Creation of such working conditions under which the level of danger and the likelihood of damage to the enterprise are minimized.

Compensation for damage and minimization of the impact of identified attempts to cause damage.

Information security measures can be:

• technical;
• software;
• cryptographic;
• organizational;
• legislative.

Organization of information security at the enterprise

All entrepreneurs always strive to ensure information accessibility and confidentiality. To develop suitable information protection, the nature of possible threats, as well as the forms and methods of their occurrence, are taken into account.

Information security in an enterprise is organized in such a way that a hacker can face multiple levels of protection. As a result, the attacker is unable to penetrate the protected part.

The most effective way to protect information is a crypto-resistant encryption algorithm for data transmission. The system encrypts the information itself, and not just access to it, which is also relevant for.

The structure of access to information should be multi-level, and therefore only selected employees are allowed to access it. Only trustworthy persons should have the right to full access to the entire volume of information.

The list of information relating to confidential information is approved by the head of the enterprise. Any violations in this area should be punishable by certain sanctions.

Protection models are provided for by the relevant GOSTs and are standardized by a number of comprehensive measures. Currently, special utilities have been developed that monitor the network status and any warnings from information security systems around the clock.

Please be aware that low-cost wireless networks may not provide the required level of security.
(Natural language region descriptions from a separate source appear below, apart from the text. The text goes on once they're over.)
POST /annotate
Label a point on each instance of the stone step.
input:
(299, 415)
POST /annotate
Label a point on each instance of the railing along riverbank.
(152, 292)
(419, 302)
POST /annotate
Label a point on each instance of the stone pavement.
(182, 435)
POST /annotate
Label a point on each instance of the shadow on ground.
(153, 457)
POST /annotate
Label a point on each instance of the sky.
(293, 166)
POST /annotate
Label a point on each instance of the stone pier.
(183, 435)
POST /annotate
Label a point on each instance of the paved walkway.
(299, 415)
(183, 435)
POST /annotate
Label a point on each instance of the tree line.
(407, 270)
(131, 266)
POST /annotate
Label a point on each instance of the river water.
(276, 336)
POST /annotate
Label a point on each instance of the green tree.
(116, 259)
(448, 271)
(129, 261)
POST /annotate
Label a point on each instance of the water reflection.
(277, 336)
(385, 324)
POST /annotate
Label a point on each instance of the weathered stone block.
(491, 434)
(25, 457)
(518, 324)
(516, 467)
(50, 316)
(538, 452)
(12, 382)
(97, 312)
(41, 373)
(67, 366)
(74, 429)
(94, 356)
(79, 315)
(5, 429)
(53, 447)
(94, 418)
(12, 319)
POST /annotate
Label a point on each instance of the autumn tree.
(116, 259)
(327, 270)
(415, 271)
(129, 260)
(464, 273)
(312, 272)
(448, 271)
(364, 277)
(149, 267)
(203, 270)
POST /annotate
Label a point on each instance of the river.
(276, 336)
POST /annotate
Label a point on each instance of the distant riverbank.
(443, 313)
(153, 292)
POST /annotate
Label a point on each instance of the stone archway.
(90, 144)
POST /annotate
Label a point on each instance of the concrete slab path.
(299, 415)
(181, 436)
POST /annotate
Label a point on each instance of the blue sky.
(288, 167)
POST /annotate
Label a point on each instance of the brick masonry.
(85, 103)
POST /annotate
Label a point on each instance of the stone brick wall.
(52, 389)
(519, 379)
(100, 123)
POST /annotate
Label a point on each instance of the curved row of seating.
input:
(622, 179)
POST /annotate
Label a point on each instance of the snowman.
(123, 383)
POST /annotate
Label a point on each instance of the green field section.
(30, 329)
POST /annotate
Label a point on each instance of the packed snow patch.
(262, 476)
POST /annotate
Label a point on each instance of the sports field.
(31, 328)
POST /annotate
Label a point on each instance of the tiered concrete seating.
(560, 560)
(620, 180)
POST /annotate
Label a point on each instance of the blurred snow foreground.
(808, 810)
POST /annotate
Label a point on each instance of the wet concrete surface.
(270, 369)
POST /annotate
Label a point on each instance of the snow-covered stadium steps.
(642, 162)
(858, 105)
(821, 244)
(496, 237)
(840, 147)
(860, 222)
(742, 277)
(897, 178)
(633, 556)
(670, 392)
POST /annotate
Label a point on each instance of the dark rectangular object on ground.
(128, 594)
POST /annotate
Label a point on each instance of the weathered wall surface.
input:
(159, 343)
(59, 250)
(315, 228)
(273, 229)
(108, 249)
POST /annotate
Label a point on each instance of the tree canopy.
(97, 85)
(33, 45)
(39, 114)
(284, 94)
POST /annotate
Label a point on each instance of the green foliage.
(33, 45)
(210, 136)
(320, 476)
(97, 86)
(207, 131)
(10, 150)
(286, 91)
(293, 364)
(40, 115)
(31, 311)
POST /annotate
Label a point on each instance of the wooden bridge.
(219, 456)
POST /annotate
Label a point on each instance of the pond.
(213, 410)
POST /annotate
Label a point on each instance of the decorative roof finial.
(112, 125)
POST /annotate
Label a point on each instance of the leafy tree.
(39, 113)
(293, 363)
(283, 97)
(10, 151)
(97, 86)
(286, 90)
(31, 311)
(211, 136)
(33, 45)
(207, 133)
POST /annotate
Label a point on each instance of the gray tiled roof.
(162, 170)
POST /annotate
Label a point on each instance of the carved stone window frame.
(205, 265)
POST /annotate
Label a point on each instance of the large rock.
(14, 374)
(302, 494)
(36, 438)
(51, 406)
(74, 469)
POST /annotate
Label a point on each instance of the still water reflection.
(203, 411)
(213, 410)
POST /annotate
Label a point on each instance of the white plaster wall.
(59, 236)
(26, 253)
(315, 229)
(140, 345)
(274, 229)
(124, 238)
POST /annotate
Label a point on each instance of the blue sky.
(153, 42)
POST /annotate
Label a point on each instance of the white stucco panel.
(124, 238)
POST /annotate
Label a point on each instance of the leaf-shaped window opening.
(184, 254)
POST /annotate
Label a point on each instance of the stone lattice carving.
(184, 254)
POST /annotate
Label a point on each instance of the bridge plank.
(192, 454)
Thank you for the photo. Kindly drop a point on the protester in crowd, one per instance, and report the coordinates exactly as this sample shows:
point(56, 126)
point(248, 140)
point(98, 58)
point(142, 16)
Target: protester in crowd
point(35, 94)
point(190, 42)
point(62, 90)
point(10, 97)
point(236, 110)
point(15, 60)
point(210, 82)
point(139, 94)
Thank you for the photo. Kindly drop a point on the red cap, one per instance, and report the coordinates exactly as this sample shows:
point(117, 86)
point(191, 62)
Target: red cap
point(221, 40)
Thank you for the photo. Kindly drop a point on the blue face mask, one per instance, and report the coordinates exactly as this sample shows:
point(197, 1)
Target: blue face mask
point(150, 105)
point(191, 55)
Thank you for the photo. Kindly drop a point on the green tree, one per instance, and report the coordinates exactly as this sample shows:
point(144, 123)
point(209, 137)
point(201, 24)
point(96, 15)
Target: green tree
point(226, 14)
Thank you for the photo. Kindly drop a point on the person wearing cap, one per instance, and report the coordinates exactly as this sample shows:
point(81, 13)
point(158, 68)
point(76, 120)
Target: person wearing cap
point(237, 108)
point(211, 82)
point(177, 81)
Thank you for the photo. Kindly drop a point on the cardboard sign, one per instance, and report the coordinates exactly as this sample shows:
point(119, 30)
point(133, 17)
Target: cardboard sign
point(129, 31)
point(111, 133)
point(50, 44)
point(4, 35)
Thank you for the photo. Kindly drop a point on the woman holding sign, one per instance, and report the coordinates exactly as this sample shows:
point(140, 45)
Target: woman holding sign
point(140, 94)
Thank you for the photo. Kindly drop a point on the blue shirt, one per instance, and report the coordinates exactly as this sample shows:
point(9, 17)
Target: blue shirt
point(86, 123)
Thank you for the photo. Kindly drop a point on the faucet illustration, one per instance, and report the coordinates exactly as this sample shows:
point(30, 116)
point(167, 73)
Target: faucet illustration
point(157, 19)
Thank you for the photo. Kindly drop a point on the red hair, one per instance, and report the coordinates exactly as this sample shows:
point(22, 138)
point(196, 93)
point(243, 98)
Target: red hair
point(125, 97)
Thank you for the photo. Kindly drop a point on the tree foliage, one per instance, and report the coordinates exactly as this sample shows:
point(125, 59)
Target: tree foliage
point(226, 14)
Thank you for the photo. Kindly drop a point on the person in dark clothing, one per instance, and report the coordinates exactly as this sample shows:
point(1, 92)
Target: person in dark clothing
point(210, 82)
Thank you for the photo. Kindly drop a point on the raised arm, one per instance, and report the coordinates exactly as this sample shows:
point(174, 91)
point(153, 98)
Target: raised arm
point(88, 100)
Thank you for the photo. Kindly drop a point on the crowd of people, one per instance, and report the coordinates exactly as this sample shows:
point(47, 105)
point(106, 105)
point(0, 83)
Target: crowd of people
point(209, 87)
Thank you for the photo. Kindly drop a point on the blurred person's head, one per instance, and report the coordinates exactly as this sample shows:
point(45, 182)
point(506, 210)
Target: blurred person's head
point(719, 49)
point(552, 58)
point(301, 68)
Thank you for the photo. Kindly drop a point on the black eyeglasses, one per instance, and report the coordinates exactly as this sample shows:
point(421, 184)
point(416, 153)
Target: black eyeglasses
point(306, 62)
To avoid accidental data loss due to inexperience of employees, administrators should conduct training sessions. This allows the enterprise to monitor employee readiness for work and gives managers confidence that all employees are able to comply with information security measures.

The atmosphere of a market economy and the high level of competition force company managers to always be on alert and quickly respond to any difficulties. Over the past 20 years, information technology has been able to enter all areas of development, management and business.

From the real world, business has long turned into a virtual one; just remember how it became popular, which has its own laws. Currently, virtual threats to an enterprise’s information security can cause enormous real harm to it. By underestimating the problem, managers risk their business, reputation and authority.

Most businesses regularly suffer losses due to data breaches. The protection of enterprise information should be a priority during the formation and conduct of a business. Ensuring information security is the key to success, profit and achievement of enterprise goals.